This weekend, I’m going out of town for the first time and leaving my baby home with my husband. It is an exciting time for me because in the almost 7 years that I’ve been a mom, this is the first time I will leave my kids for an entire weekend and not have another person to look after. It is going to be amazing. And, very weird.
In fact, I started thinking about how weird it will be for my baby. He pretty much has not left my side since I popped him out 14 months ago. He is my constant buddy during the day. I am the lucky one who gets all the smiles, and screams, and gets to find ways to entertain him all day long. He goes with me everywhere, and wherever I am, he is there also. Will he be worried when he doesn’t see me for 3 whole days? I sure hope not.
I plan on calling often, and hopefully hearing my voice will ease the pain. But, he loves his Daddy so much too, that I’m sure he will have fun getting all the attention from him for a while. Dad’s are so different and having Dad run the show instead of mom will hopefully keep him from missing me too much. Although, I do want him to miss me a little.

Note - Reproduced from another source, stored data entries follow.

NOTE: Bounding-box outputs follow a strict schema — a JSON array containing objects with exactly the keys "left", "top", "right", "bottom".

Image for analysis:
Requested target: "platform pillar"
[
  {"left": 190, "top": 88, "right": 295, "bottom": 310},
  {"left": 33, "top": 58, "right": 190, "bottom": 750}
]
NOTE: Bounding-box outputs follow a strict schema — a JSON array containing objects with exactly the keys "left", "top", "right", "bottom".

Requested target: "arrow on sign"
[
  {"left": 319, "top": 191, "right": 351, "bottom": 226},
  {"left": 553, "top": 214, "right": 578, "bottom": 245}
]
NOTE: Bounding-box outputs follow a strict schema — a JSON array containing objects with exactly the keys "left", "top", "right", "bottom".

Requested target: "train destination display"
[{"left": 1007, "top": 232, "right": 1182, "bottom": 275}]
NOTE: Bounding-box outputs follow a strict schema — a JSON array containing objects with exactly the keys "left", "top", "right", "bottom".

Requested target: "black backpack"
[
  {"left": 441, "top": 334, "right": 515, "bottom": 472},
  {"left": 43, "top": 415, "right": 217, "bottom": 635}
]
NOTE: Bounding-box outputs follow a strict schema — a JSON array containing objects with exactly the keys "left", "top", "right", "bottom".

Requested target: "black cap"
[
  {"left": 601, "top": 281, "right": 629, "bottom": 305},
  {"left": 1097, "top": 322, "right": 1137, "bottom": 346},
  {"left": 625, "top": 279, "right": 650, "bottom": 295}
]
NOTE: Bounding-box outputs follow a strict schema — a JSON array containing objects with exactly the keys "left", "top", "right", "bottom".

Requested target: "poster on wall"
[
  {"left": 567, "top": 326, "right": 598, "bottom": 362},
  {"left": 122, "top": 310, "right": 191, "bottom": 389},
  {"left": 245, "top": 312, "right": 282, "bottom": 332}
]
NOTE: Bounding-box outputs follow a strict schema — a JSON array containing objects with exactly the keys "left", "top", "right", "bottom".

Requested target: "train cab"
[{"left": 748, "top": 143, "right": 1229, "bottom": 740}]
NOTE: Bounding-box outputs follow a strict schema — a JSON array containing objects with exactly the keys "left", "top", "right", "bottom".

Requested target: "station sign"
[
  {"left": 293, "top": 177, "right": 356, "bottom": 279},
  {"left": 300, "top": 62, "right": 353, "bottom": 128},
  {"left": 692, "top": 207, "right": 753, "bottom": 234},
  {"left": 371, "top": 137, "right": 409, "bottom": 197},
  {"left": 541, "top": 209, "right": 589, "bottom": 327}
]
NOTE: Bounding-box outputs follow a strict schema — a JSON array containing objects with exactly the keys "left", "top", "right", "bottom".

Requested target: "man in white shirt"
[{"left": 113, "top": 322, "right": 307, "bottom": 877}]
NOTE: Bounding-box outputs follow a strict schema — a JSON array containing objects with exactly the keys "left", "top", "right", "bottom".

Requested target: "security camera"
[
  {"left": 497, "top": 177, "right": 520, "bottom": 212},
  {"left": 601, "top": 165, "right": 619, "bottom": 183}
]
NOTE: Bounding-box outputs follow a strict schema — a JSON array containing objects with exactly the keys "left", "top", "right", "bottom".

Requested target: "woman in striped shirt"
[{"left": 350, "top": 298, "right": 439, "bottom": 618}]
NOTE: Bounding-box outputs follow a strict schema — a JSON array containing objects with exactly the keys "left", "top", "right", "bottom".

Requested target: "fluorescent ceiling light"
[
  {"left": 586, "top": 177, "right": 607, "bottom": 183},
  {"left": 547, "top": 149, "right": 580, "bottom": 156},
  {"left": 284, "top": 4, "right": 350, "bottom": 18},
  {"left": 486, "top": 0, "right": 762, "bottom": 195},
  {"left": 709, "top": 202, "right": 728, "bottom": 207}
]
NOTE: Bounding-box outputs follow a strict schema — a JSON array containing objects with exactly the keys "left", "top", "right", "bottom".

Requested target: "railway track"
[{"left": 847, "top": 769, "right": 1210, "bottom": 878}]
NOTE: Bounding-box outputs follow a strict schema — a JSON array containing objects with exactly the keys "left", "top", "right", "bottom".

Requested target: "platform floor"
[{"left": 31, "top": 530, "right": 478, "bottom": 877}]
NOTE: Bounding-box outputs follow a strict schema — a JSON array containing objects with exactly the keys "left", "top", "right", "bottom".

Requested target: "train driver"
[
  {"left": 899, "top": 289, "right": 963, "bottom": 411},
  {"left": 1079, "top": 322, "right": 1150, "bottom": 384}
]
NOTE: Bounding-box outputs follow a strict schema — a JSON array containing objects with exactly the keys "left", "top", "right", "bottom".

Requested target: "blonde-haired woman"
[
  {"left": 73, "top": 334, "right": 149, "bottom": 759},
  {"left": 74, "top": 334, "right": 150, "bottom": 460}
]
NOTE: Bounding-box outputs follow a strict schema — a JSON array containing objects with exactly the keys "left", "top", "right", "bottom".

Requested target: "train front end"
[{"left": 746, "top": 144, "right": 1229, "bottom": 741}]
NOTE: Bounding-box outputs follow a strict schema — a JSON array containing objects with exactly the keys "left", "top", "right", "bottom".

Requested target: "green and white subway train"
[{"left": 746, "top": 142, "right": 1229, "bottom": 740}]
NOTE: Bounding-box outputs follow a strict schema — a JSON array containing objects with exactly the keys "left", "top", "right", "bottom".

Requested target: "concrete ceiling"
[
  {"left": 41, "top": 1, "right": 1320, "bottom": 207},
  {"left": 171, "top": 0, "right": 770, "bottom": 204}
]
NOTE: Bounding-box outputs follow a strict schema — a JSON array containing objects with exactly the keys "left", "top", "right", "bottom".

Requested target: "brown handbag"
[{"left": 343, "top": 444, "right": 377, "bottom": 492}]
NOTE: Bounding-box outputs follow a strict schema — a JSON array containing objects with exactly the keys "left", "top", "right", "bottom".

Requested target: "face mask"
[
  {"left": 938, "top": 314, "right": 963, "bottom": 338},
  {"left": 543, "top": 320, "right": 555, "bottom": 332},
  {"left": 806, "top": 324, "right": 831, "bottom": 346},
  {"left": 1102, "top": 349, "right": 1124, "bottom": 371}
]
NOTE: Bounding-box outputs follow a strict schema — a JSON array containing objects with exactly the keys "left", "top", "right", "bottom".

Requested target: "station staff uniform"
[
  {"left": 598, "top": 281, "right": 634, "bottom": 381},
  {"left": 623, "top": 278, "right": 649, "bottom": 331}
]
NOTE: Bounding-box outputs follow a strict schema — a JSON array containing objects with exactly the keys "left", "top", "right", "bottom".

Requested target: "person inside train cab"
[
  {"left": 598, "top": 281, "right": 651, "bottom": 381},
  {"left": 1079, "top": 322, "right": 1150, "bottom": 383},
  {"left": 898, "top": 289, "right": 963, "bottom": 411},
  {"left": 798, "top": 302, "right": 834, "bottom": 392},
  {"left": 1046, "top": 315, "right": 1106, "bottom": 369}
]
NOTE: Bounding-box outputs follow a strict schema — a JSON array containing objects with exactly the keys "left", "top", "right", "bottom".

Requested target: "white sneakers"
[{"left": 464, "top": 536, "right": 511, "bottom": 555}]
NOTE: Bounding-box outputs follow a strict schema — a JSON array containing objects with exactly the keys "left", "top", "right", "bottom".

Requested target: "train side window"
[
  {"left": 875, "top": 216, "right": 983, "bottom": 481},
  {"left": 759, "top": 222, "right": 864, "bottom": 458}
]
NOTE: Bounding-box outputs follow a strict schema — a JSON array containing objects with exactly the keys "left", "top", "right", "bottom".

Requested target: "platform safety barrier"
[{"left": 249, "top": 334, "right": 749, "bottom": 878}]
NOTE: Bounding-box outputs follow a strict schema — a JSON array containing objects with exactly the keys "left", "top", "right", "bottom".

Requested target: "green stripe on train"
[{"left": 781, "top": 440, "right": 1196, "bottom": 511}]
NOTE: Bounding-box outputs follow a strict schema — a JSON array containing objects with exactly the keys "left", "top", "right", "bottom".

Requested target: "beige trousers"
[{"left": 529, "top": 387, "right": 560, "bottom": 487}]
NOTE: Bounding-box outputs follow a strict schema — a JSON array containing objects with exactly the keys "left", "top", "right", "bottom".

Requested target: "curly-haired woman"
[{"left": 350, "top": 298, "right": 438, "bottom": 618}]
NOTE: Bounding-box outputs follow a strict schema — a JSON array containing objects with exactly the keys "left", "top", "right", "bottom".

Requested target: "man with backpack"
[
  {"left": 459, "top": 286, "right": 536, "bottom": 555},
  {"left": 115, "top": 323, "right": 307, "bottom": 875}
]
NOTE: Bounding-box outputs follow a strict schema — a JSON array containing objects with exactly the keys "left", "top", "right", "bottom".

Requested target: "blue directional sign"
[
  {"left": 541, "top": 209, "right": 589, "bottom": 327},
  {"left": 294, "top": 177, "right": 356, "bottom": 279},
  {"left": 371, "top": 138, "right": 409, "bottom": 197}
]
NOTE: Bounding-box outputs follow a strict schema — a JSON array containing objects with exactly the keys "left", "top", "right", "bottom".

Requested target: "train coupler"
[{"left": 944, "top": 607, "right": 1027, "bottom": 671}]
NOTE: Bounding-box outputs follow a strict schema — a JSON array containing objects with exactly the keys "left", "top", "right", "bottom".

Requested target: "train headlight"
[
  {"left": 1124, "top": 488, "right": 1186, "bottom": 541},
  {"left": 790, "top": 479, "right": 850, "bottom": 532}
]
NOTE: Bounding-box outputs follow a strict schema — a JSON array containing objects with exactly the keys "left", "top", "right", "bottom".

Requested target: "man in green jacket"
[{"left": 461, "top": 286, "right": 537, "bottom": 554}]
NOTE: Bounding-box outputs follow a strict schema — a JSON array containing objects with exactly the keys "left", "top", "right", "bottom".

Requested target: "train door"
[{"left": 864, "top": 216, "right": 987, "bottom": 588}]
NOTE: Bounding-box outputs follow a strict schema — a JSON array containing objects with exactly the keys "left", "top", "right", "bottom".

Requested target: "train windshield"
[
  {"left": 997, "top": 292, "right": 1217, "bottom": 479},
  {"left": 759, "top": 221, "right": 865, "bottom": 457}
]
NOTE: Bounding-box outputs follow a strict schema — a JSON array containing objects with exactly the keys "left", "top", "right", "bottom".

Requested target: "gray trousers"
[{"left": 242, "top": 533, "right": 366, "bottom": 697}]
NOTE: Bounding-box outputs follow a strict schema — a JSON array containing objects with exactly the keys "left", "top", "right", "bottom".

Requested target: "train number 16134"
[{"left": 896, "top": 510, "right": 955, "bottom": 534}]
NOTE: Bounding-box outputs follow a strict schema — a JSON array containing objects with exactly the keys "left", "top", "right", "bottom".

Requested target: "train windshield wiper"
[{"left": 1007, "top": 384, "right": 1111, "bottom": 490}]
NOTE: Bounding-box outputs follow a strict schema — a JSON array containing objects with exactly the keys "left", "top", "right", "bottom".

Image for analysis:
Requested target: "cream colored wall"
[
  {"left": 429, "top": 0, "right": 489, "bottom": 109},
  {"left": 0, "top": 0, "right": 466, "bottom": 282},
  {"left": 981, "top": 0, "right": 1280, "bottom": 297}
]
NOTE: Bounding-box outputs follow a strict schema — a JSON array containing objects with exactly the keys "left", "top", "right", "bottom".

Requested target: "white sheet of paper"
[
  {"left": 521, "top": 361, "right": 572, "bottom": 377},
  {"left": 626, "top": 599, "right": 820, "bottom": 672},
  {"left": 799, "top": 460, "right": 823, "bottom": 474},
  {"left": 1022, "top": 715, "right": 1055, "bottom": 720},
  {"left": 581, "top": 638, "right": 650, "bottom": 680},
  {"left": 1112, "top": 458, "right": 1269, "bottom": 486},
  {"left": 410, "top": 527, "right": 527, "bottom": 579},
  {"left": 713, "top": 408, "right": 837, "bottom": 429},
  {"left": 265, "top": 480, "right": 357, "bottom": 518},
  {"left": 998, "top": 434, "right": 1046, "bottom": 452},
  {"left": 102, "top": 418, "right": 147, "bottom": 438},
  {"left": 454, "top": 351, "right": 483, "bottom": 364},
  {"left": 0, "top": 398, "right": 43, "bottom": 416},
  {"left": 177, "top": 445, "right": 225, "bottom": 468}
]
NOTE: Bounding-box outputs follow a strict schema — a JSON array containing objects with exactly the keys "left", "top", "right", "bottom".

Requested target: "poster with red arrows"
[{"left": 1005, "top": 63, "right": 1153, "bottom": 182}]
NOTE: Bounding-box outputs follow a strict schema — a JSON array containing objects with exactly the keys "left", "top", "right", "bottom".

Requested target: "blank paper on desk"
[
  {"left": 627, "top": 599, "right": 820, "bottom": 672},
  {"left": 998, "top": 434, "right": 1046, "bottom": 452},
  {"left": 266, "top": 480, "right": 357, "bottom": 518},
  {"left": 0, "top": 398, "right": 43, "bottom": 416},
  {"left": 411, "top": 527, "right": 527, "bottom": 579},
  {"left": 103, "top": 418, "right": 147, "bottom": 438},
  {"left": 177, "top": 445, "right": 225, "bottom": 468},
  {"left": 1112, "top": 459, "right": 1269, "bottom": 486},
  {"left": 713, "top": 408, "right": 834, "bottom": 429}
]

The hardest part, I’m sure, will be for me. When you have a baby attached to your side 24/7 for 14 months straight, all you do is daydream about a time when you can have a moment to yourself for longer than just the fleeting nap. But, now that I’m about to get that time, I’m not sure I will be able to go all those days without seeing his smiling face. And, I’m convinced, he will take his first steps while I’m gone. Let’s hope not.